3. Agiu o arguido livre, deliberada e conscientemente;

4. Com o intuito de infundir no visado um fundado receio de que um mal futuro lhe sucederia, nomeadamente à sua própria vida;

5. Sabia a sua conduta proibida e criminalmente punível.

6. Acha-se sem ocupação profissional; vive com a companheira, doméstica, e 4 filhos (3 maiores de idade e já autónomos e um de 3 anos de idade), em casa própria; tem o 9.º Ano de Escolaridade;

7. Foi condenado, a 19.12.2001, pela prática, a 08.11.1998, de um crime de homicídio qualificado, na forma tentada, em dois anos de prisão, suspensa na sua execução por igual período de tempo – extinta;

a 11.12.2006, pela prática, a 23.12.2002, de um crime de ameaça simples, em quatro meses de prisão, substituídos por 120 dias de multa – extinta pelo pagamento;

a 29.10.2010, pela prática, a 22.07.2006, de um crime de venda, circulação ou ocultação de produtos ou artigos, em 100 dias de multa;

a 09.11.2010, pela prática, a 14.01.2008, de um crime de desobediência, em 90 dias de multa.

factos não provados:

Inexistem.

B. A CONVICÇÃO.

Convicção do tribunal:

Foram determinantes para a fundamentar:

Factos 1.º e 2.º: As declarações do arguido – na parte em que reconheceu a ocorrência de discussão, relacionada com o estacionamento de um veículo à frente da sua loja, que motivou a chamada da PSP ao local –, complementadas pelos depoimentos coincidentes, credíveis, circunstanciados e sólidos, porque presenciais das testemunhas B..., queixoso/visado – que confirmou todo esse circunstancialismo fáctico, precisando que o arguido segurava um tubo/ferro (usado para graduar um toldo) –, C..., acompanhante da esposa do queixoso – que se achava, no local, precisamente ao lado desta, e relatou que a incidência inicial, relativa ao estacionamento, levou o arguido a agredir mesmo a esposa do queixoso com bofetadas, confirmando também ter assistido ao arguido a proferir essa expressão dada por assente, dirigida ao queixoso, quando segurava um ferro do toldo na mão, aditando que proferiu essa expressão por mais do que uma vez –, D..., esposa do queixoso – que começou por confirmar ter estacionado o veículo junto ao estabelecimento do arguido e ter sido agredida quando saiu do carro, por não fazer o que lhe pediam (tirar o carro dali), reafirmando também ter ouvido o arguido a dirigir ao seu marido a expressão dada por assente, enquanto segurava na mão um tubo –, e E..., agente da PSP chamado ao local – que apenas confirmou esse chamamento e lembrar-se no arguido no local, já não se recordando de outros pormenores –, em detrimento das declarações do arguido – na parte em que negou ter proferido essa expressão – que, nessa parte, não tiveram suporte algum probatório, antes foram desmentidas de forma unânime nos moldes supra mencionados;

3.º a 5.º: Presunção natural – atenta a idade do arguido, experiência criminal respectiva e experiência de vida;

6.º: As declarações do arguido – informando o tribunal sobre os seus elementos pessoais – que, na ausência de outros elementos mais consistentes, se consideraram atendíveis;

7.º: O teor do doc. de fls. 74 a 78 (CRC do arguido, de onde resultam os elementos especificados).»

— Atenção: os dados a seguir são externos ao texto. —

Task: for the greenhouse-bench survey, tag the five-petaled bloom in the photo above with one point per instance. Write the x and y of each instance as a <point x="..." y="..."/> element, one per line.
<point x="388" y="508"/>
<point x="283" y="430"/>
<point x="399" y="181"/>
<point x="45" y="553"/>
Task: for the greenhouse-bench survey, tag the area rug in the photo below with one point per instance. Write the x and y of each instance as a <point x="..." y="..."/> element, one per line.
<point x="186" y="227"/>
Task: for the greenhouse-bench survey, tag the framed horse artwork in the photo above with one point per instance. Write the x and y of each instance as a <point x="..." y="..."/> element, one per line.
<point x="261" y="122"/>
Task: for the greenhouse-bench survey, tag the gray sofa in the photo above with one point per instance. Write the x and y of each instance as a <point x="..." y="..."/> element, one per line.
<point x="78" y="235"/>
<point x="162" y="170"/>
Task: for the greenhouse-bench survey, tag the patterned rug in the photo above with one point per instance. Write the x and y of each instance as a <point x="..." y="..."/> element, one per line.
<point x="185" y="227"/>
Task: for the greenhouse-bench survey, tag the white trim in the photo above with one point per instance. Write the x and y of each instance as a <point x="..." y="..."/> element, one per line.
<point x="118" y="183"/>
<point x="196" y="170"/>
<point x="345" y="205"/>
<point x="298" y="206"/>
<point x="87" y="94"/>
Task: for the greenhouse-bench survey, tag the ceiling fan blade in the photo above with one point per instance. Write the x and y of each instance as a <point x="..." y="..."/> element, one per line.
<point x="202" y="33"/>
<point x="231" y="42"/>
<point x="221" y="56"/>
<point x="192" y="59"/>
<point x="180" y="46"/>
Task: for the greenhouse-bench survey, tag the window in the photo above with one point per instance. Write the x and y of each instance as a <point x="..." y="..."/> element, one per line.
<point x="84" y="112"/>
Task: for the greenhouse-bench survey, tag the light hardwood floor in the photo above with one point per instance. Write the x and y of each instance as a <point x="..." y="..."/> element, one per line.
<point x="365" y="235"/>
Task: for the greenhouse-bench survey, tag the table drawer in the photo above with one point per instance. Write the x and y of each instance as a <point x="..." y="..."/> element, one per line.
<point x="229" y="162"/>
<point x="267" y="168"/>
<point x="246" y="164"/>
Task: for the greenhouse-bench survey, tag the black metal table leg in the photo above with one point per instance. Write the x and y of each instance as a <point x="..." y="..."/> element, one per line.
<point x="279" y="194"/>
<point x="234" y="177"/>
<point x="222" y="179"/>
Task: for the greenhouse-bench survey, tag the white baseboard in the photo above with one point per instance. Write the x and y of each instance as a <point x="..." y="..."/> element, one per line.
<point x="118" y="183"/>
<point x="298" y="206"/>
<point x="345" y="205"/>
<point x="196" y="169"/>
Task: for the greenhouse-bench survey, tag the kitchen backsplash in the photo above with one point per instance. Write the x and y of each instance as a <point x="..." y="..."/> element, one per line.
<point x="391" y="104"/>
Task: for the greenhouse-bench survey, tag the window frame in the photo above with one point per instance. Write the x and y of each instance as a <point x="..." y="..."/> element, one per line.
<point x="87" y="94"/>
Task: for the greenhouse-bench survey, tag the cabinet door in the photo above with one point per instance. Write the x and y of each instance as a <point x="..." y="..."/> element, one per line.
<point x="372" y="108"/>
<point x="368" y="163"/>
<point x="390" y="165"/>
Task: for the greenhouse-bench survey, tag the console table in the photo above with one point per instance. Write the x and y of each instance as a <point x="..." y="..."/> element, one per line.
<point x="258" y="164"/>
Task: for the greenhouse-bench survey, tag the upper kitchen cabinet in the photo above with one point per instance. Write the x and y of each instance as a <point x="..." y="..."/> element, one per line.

2.            A arguição da existência de erro notório na apreciação da prova e a impugnação da matéria de facto.

2.1          Constituem objecto de prova todos os factos juridicamente relevantes para a existência ou inexistência do crime, a punibilidade ou não punibilidade do arguido e a determinação da pena ou da medida de segurança aplicáveis, sendo admissíveis as provas que não forem proibidas por lei – artigos 124.º e 125.º do Código de Processo Penal.

Salvo quando a lei dispuser diferentemente – como ocorre nos casos de prova vinculada – o Tribunal aprecia a prova segundo as regras da experiência e a sua livre convicção – artigo 127.º do Código de Processo Penal.

“Como uniformemente expendem os autores, livre apreciação da prova não se confunde de modo algum com apreciação arbitrária da prova nem com a mera impressão gerada no espírito do julgador pelos diversos meios de prova; a prova livre tem como pressupostos valorativos a obediência a critérios da experiência comum e da lógica do homem médio suposto pela ordem jurídica. Dentro destes pressupostos se deve portanto colocar o julgador ao apreciar livremente a prova” – Maia Gonçalves, “Código de Processo Penal”, Almedina, página 354, em anotação ao artigo 127.º.

“O princípio da livre apreciação da prova é direito constitucional concretizado. Ele não viola a CRP antes a concretiza (acórdão do TC n.º 1165/96, reiterado pelo acórdão n.º 464/97): “A livre apreciação da prova não pode ser entendida como uma operação puramente subjectiva, emocional e, portanto, imotivável. Há-de traduzir-se em valoração racional e crítica, de acordo com as regras comuns da lógica, da razão, das máximas de experiência e dos conhecimentos científicos, que permita ao julgador objectivar a apreciação dos factos, requisitos necessário para uma efectiva motivação da decisão”.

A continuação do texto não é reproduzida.